Inferensys

Glossary

Inverse Propensity Scoring (IPS)

An off-policy evaluation method that corrects for selection bias in logged data by re-weighting observed outcomes by the inverse probability of the action being taken by the logging policy.
Data scientist working on AI bias mitigation on laptop, fairness metrics visible, casual technical session.
OFF-POLICY EVALUATION

What is Inverse Propensity Scoring (IPS)?

A statistical method for unbiased policy evaluation using logged data.

Inverse Propensity Scoring (IPS) is an off-policy evaluation method that corrects for selection bias in logged data by re-weighting observed outcomes by the inverse probability of the action being taken by the historical logging policy. It provides an unbiased estimator of a new target policy's performance without requiring costly online deployment.
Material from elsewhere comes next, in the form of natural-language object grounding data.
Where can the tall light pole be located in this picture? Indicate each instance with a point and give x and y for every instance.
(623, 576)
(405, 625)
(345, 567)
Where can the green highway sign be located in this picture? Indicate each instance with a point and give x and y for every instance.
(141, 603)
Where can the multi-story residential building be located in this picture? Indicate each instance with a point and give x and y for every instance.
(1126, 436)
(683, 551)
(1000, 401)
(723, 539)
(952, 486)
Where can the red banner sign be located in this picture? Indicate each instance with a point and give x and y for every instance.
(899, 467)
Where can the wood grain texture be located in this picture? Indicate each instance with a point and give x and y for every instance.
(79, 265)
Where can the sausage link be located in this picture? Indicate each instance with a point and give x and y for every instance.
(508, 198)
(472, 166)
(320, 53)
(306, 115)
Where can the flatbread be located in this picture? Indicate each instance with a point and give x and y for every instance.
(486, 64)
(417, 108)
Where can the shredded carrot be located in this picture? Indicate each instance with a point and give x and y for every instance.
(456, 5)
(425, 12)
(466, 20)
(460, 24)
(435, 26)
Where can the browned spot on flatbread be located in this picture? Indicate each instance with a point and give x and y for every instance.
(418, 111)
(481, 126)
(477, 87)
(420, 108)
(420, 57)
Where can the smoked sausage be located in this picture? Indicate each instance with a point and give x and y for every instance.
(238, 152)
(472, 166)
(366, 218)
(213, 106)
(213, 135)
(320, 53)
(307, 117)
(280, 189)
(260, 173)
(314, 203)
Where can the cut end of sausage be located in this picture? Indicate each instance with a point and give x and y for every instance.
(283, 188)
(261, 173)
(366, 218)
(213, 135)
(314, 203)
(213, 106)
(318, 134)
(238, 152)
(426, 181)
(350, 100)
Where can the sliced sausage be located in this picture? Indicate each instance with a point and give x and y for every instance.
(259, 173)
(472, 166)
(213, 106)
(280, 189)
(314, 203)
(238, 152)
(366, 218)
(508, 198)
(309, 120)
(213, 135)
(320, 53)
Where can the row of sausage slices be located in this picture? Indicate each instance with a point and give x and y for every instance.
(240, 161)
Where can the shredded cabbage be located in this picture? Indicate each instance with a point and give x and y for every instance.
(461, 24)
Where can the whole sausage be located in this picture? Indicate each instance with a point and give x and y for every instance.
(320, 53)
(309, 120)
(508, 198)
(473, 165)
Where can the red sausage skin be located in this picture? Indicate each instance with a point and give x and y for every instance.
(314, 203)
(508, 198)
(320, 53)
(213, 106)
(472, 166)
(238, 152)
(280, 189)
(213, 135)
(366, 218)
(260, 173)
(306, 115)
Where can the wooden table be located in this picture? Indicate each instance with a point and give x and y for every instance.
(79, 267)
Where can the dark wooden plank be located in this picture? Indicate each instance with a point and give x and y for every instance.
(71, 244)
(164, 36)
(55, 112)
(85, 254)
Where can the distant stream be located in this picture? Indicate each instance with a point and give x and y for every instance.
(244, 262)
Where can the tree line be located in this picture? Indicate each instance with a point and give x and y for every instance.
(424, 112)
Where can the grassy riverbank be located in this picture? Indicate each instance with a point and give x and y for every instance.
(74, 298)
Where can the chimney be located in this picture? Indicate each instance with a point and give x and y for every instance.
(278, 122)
The technique addresses the fundamental mismatch between the data-generating behavior policy and the target evaluation policy. By assigning higher importance weights to actions that were rare under the logging policy but are common under the target policy, IPS creates a counterfactual estimate. This method is a cornerstone of causal inference and is often paired with Doubly Robust Estimation to reduce variance.

OFF-POLICY EVALUATION

Key Characteristics of IPS

Inverse Propensity Scoring (IPS) is a foundational off-policy evaluation method that corrects for selection bias in logged data by re-weighting observed outcomes by the inverse probability of the action being taken by the logging policy.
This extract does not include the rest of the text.